Names are anonymized by default. Unless your network's entity model is set to Same entity (one legal entity operating every location, under Settings → Data posture), the operator's real location name is replaced everywhere on these boards with a stable label like Franchisee #A1B2, on the tile, in search, and inside the slider. Only an admin can flip that setting, and it only makes sense for a single-entity, multi-location operation, not a network of independently owned franchisees.

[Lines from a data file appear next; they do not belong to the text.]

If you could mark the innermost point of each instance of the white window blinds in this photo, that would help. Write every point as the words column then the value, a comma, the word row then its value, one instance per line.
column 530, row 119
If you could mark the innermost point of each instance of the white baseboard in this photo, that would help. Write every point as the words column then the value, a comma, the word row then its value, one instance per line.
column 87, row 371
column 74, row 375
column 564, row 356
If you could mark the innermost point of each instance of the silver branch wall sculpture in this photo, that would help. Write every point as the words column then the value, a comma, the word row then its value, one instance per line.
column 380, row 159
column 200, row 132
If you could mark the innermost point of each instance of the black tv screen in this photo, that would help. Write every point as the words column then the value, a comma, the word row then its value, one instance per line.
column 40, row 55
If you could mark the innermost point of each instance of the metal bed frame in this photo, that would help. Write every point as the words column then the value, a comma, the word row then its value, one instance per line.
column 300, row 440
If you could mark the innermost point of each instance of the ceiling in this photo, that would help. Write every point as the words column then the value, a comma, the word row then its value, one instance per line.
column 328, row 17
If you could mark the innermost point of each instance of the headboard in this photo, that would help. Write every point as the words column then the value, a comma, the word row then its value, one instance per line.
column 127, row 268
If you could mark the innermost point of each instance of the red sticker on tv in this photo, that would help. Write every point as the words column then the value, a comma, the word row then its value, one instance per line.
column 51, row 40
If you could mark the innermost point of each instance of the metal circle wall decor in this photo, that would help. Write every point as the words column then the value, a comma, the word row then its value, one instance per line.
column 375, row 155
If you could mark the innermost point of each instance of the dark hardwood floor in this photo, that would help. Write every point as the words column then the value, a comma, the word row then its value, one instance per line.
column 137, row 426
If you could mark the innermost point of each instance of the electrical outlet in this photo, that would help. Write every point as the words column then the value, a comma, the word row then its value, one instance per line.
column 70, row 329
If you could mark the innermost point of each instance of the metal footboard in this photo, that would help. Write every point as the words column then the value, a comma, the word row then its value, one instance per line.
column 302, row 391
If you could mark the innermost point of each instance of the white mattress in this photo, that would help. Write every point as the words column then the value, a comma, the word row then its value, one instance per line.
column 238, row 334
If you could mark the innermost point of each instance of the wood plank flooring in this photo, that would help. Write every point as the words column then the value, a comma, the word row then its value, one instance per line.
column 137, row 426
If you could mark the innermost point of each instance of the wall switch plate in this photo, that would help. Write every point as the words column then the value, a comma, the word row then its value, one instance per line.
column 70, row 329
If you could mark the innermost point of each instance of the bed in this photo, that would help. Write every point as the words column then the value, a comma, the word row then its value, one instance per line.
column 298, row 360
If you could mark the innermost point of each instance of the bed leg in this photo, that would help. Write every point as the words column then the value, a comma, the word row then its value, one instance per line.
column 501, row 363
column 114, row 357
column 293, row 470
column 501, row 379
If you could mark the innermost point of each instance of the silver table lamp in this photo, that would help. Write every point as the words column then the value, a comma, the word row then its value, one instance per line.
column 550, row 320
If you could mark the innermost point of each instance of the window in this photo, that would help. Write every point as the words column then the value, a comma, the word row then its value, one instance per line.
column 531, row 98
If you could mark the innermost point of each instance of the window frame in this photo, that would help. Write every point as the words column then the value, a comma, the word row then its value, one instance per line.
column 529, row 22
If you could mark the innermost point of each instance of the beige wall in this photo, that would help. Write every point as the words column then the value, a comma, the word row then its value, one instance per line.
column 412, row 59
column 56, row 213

The grant is scoped to exactly what was asked, nothing broader. Approving a "deep data" request doesn't hand HQ a general window into that operator's business. It grants exactly the metrics, kind, and time window named on the request, and only those. This board never reaches into an operator's job files, invoices, or claims to build a row: everything behind a consent-request tile, the rationale, the metric list, the status, the timestamps, comes from the network data, a record your own HQ admins write to when they send an ask. The one moment an operator's own data posture changes is their approval, and even then, what surfaces elsewhere on the platform is bounded to the scope they actually granted.

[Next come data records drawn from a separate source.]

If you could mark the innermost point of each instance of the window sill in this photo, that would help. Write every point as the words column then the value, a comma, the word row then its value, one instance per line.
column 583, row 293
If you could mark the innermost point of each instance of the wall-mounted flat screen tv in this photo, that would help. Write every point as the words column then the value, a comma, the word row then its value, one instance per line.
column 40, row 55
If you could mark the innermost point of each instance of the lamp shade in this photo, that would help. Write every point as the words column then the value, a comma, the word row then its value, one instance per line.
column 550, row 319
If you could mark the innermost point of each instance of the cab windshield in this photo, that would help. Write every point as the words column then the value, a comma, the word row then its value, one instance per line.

Franchisees grant. HQ asks and, if it changes its mind, withdraws. HQ never takes.

Note

Consent requests sit alongside interventions as the two Decisions and Action Plans sources that name a specific operator. Decision plans and program audits and violations are about the network or a program, never about one operator's private data, so they carry no operator identity at all. See What HQ sees in Decisions and what it never sees for how the boundary holds across all four sources.

Empty states

If no rows match the current filter on Decisions, the gallery shows a plain message instead of an empty grid:

  • Status filter on All, nothing on the board at all: "No decisions for you yet. They'll land here as Verinode spots cost savings, risk, and growth opportunities in your data."
  • Any other status selected, nothing in that state: "Nothing [pending / acted / parked / ignored / resolved] for you right now."

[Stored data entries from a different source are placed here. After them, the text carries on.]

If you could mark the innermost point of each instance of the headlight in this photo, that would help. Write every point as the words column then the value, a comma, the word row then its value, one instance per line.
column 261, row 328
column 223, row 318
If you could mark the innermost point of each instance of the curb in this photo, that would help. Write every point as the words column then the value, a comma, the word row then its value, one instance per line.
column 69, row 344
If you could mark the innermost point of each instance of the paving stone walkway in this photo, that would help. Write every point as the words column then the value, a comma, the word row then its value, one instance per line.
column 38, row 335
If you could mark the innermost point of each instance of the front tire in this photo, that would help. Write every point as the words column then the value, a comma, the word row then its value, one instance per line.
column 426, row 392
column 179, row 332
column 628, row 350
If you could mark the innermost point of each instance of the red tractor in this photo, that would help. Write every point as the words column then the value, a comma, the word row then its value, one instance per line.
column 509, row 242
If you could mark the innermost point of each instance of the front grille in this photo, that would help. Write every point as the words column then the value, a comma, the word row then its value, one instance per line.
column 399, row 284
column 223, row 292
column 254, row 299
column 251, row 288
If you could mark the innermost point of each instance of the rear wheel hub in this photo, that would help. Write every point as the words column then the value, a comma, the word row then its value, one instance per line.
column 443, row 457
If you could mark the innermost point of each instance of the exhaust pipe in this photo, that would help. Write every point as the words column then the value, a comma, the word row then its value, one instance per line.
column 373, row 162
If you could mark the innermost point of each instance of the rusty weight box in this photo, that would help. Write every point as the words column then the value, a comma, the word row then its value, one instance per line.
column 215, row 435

Filtering to Governance with nothing pending shows the same generic "Nothing pending for you right now" line, there's no message written specifically for consent requests.

On Action Plans, an approved consent request with no other in-flight rows around it doesn't get its own empty-state copy either. The board's stage-filter empty states ("Nothing overdue," "Nothing due today," and so on) describe the timeline bucket, not the source, since a consent request's Closed checkpoint is what typically lands it in Overdue once its target date passes.

How to work this list

  1. 1Open Decisions, set the status filter to Pending, and narrow to Governance once your board spans multiple business areas. That combination is the fastest way to see every ask still waiting on an operator.
  2. 2Check the date on each pending tile. A request sitting for several days with no response is your cue to follow up with the operator directly, HQ cannot nudge the approval along from inside the platform.
  3. 3Once a request moves to Acted, check Action Plans to see it on the timeline. Its Closed checkpoint will typically read as overdue, that's expected, not a problem to fix.
  4. 4When a granted scope is no longer needed, whether the operator's numbers have already appeared in the leaderboard or case study you asked for, or the initiative it supported has wrapped, withdraw the request from either board. That's the one action HQ takes to close the loop.

Tip

A consent request's Closed checkpoint never flips on its own. If you want a clean audit trail of when a named disclosure actually ended, withdraw the request the day you're done using the grant rather than leaving it open indefinitely. The withdrawal timestamp becomes the real record of when the operator's data stopped being exposed under that ask.

Heads up

The only action HQ can take on a consent request from either board is Ignore, which withdraws it. If an operator hasn't responded, following up with them directly is the only way to move it forward. HQ cannot approve or decline on an operator's behalf, from Decisions, Action Plans, or anywhere else.

Data sources

Data sources

  1. 1.Consent request records, status, and audit history. the network data.
  2. 2.Operator directory (names shown on rows). the network data.